Welcome to the Stubsack, your first port of call for learning fresh Awful you’ll near-instantly regret.
Any awful.systems sub may be subsneered in this subthread, techtakes or no.
If your sneer seems higher quality than you thought, feel free to cut’n’paste it into its own post — there’s no quota for posting and the bar really isn’t that high.
The post Xitter web has spawned so many “esoteric” right wing freaks, but there’s no appropriate sneer-space for them. I’m talking redscare-ish, reality challenged “culture critics” who write about everything but understand nothing. I’m talking about reply-guys who make the same 6 tweets about the same 3 subjects. They’re inescapable at this point, yet I don’t see them mocked (as much as they should be)
Like, there was one dude a while back who insisted that women couldn’t be surgeons because they didn’t believe in the moon or in stars? I think each and every one of these guys is uniquely fucked up and if I can’t escape them, I would love to sneer at them.
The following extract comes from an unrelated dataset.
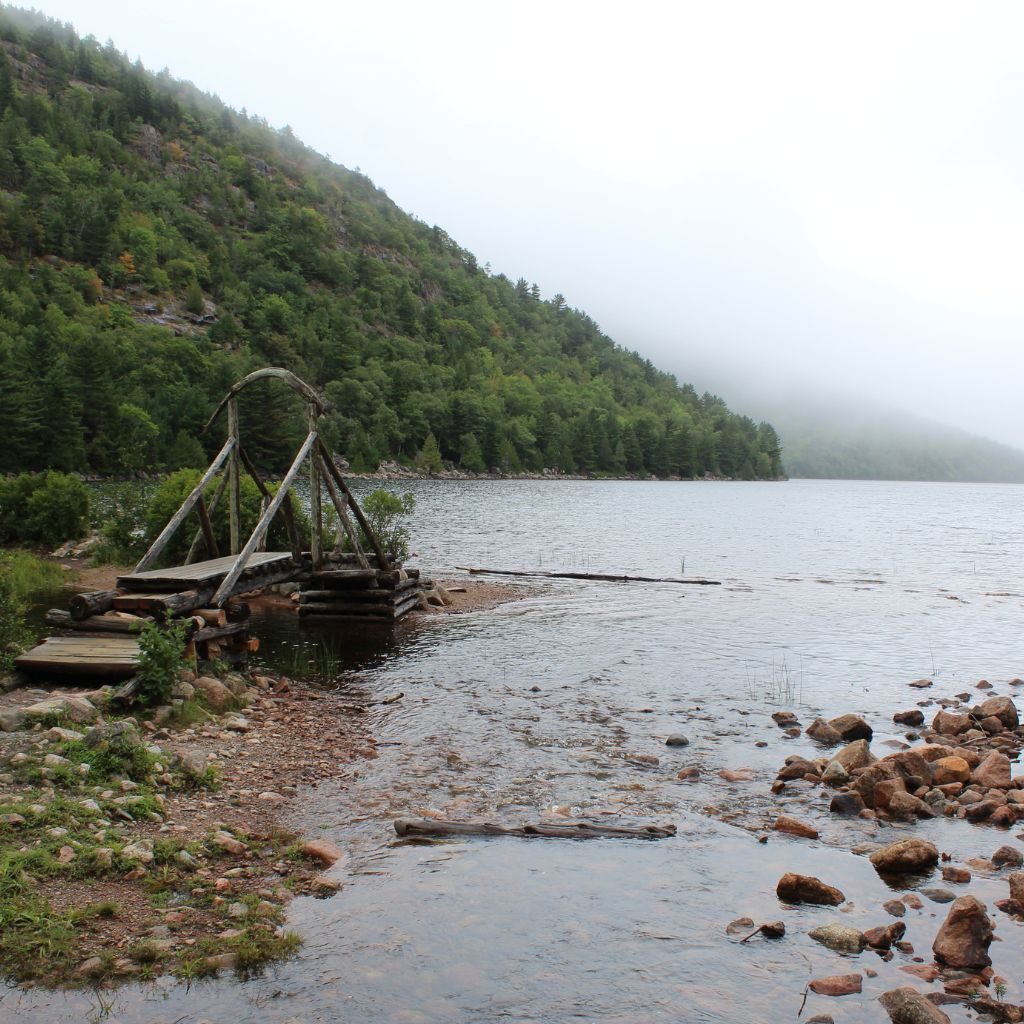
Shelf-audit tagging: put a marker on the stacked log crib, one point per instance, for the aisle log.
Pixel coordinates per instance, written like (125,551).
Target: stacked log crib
(350,591)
(Credit and/or blame to David Gerard for starting this. Also, hope you had a wonderful Valentine's Day!)
Tante.cc writes about Cory using an 'Drunk Uncle' style argument to defend his LLM usage (and go after the left using strawmans).
(To counter one of Cory's arguments, If disliking LLMs was just about the people who run it, people against it would have have stayed in sneerclub).
That was a good read.
Corey doc wrote:
Equivocating what LLMs do and what goes into LLM web scraping with "a search engine" is messed up. His article that he links about scraping is mostly about how badly copyright works and how analysing trade-secret-walled data can be beneficial both to consumers and science but occasionally bad for citizen privacy, which you'll recognize as mostly irrelevant to the concerns people tend to have against LLM training data providers ddosing the fuck out of everything.
Corey also provides this anecdote:
what the actual shit
I was a bit alarmed by this, a client brought in that Colombia data for their dissertation last month, and did not mention this. I looked up the paper https://www.arxiv.org/abs/2509.04523 - what they /actually/ did was use GPT 4o-mini only for feature extraction, then stack into a random forest in a supervised setting to dedupe. This is very different than what he described. And the GPT features weren't even the most important ones, the RF preferred cosine similarity of articles, a decidedly not-large approach...
That he went from that all the way to it's mostly ok when sam altman steals all your data, misrepresents it and then steals all your traffic is... bad.
At any rate it's definitely good to know that that war crime forensics data project isn't quite the unintentional shambles corey makes it out to be.